[Ksplice][Fedora-16-updates] New updates available via Ksplice (FEDORA-2012-3712)

Sasha Levin sasha.levin at oracle.com
Sun Mar 18 16:59:42 PDT 2012 

Synopsis: FEDORA-2012-3712 can now be patched using Ksplice
CVEs: CVE-2012-1146 CVE-2012-1179

Systems running Fedora 16 can now use Ksplice to patch against the
latest Fedora security update, FEDORA-2012-3712.

INSTALLING THE UPDATES

We recommend that all users of Ksplice Uptrack on Fedora 16 install
these updates.  You can install these updates by running:

# /usr/sbin/uptrack-upgrade -y

On systems that have "autoinstall = yes" in /etc/uptrack/uptrack.conf,
these updates will be installed automatically and you do not need to
take any additional action.


DESCRIPTION

* CVE-2012-1146: Denial of service in the cgroup eventfd handling.

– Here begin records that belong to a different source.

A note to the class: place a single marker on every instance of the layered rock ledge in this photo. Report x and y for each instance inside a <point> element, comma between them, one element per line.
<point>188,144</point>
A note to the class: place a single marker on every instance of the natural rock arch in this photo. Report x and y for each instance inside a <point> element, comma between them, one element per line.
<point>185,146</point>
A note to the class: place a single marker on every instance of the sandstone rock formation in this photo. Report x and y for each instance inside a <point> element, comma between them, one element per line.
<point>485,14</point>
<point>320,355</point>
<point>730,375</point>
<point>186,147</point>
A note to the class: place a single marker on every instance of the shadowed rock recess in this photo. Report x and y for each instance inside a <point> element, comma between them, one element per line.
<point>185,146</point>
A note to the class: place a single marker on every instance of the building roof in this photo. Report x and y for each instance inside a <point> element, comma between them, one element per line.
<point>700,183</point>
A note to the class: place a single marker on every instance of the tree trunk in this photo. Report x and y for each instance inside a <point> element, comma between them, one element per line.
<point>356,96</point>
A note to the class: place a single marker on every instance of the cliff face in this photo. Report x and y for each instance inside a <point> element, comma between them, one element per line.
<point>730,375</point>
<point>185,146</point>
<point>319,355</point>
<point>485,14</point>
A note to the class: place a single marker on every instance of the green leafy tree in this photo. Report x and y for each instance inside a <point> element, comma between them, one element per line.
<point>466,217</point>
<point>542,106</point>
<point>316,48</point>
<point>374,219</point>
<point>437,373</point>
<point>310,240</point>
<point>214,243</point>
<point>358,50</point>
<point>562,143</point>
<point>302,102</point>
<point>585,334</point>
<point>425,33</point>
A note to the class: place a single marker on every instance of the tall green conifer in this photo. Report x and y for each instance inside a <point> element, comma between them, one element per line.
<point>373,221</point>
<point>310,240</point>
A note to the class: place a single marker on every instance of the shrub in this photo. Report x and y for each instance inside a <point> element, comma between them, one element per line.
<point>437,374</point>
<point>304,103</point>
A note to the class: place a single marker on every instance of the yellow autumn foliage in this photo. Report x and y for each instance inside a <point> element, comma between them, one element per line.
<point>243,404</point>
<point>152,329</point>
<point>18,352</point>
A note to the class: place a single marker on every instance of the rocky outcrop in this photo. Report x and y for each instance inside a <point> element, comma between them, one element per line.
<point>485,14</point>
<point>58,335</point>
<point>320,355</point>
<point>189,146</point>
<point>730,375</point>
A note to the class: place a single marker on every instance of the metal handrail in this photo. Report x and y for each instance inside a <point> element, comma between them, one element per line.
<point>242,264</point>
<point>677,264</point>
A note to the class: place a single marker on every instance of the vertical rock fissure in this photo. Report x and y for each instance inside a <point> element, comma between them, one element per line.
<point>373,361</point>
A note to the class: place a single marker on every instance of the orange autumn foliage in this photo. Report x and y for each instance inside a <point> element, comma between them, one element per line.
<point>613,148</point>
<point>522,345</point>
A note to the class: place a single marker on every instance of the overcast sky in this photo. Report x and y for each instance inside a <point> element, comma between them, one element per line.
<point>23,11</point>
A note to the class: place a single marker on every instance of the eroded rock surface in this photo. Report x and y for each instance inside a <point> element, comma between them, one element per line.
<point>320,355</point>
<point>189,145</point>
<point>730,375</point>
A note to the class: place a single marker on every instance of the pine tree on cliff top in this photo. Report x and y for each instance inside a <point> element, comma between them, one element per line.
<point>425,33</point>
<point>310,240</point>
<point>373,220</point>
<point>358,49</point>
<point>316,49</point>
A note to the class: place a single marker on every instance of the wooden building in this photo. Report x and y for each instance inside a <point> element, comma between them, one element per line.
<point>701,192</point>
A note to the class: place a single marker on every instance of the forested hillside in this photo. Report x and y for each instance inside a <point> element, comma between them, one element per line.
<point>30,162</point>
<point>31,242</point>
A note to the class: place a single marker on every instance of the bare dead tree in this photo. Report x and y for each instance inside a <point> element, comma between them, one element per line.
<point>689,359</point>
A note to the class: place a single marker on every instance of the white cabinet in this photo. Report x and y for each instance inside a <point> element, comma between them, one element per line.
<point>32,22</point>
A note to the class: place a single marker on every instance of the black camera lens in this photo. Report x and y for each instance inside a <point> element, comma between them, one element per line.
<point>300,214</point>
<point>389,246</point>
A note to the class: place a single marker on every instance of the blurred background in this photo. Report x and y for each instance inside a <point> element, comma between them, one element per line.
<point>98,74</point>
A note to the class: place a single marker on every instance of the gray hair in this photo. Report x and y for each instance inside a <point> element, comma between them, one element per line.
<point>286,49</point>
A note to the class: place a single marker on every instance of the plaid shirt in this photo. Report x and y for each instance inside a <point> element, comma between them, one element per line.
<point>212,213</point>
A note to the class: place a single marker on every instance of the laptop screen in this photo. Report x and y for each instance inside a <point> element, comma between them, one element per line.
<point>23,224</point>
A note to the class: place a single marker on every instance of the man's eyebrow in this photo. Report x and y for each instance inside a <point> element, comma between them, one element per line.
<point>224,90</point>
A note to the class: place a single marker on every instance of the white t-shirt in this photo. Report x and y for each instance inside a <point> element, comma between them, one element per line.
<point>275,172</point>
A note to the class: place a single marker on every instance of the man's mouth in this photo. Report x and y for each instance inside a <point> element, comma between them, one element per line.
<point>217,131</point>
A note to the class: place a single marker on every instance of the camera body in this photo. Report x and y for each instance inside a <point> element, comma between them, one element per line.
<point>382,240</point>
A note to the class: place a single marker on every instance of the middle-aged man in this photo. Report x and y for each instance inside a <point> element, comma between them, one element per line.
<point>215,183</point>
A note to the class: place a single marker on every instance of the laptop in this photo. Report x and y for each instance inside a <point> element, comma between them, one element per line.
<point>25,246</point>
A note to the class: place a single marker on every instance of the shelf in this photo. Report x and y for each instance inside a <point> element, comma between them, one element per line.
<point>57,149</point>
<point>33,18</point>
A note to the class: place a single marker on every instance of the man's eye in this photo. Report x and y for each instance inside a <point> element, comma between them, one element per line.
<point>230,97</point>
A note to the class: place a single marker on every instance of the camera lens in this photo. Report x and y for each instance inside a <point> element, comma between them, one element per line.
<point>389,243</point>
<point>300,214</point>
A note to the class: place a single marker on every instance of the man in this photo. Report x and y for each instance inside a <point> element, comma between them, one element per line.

The cgroup event handler didn't check whether there are any events registered for
a specific memory cgroup before trying to unregister them. This would lead to a
kernel OOPS if there weren't any events to be unregistered.


* Initialize the 802.11 subsystem to use correct rate control values.

The 802.11 subsystem was initializing device drivers with incorrect rate control
values.

This could lead to crashes in the device drivers which are based on the 802.11
subsystem.


* Denial of service in the RapidIO device driver doorbell handler.

The RapidIO driver didn't handle the case when received doorbell count is larger
than the number of entries in the doorbell queue.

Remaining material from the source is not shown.